2. The plating apparatus according to claim 1, wherein the inclined surface inclines such that a distance from a bottom portion of the plating tank increases while approaching the center of the plating tank.

3. The plating apparatus according to claim 1, further comprising

a porous ionically resistive element configured to be arranged between the anode and the substrate in the inside of the plating tank, wherein

the electric field shielding plate is arranged below the ionically resistive element or above the ionically resistive element.
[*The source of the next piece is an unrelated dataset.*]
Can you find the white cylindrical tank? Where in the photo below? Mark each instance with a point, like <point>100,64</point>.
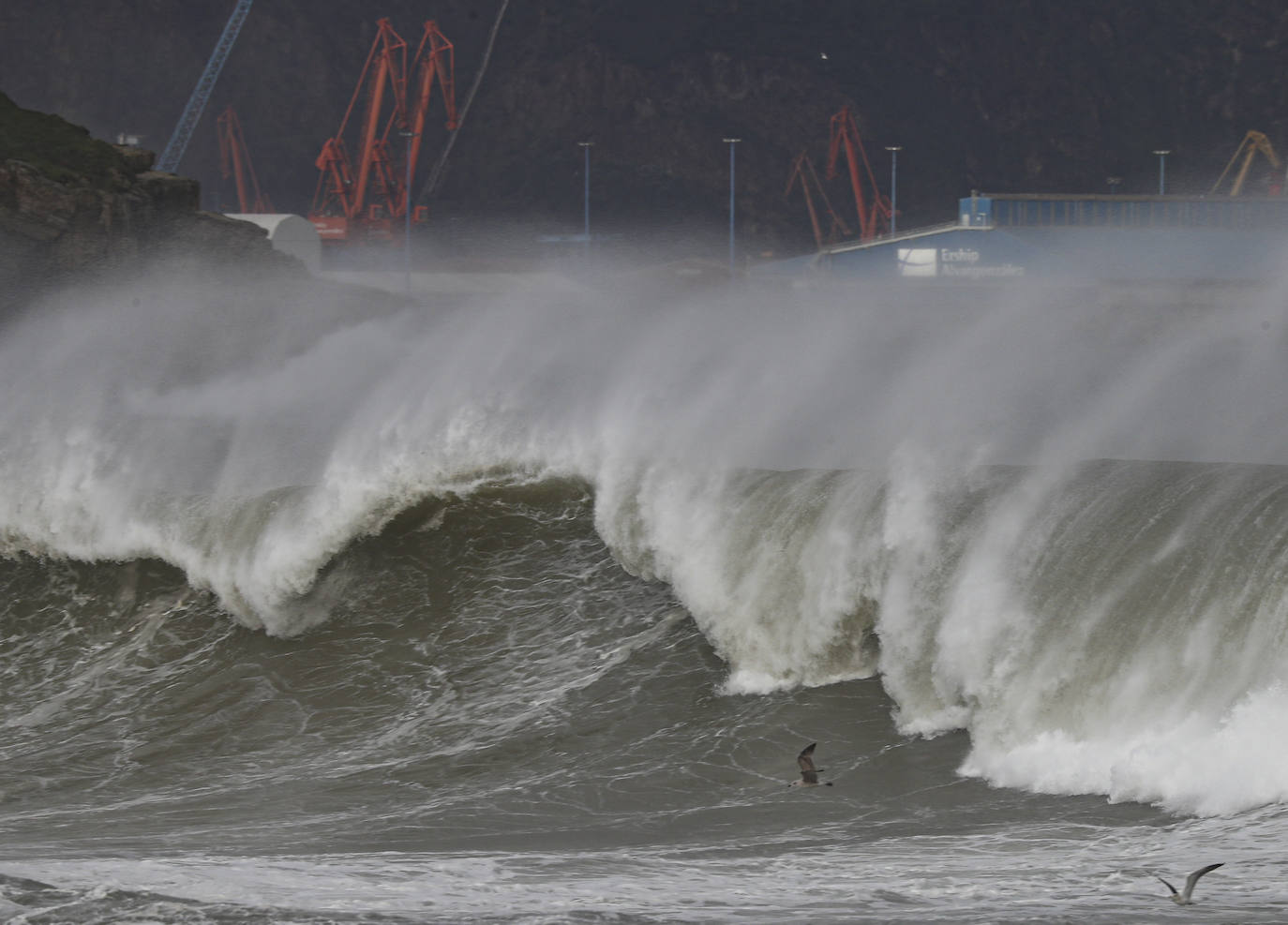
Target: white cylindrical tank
<point>289,233</point>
4. A plating apparatus comprising: a plating tank for accumulating a plating solution, the plating tank including an anode; a substrate holder arranged above the anode for holding a substrate as a cathode such that a surface to be plated of the substrate is opposed to the anode; and an electric field shielding plate configured to be arranged in a portion between the anode and the substrate inside of the plating tank for shielding a part of an electric field formed between the anode and the substrate,

wherein in a top view of the inside of the plating tank viewed from above the electric field shielding plate, a region without electric field shielding by the electric field shielding plate is disposed inside of the plating tank, an inclined surface is disposed in a lower surface of the electric field shielding plate, the inclined surface being inclined with respect to a horizontal direction, the inclined surface being configured to release an air bubble existing on the lower surface of the electric field shielding plate to the region without electric field shielding, wherein the electric field shielding plate extends from an outer peripheral portion of the plating tank toward a center of the plating tank, and

the electric field shielding plate has: a ring-shaped portion connected to a whole circumference of the outer peripheral portion of the plating tank and having a ring shape in the top view, and a non-ring-shaped portion connected to a part of a circumference of the ring-shaped portion and having a non-ring shape in the top view.

5. The plating apparatus according to claim 4, further comprising

a porous ionically resistive element configured to be arranged between the anode and the substrate in the inside of the plating tank, wherein

the electric field shielding plate is arranged below the ionically resistive element or above the ionically resistive element.

6. The plating apparatus according to claim 4, wherein the inclined surface inclines such that a distance from a bottom portion of the plating tank increases while approaching the center of the plating tank.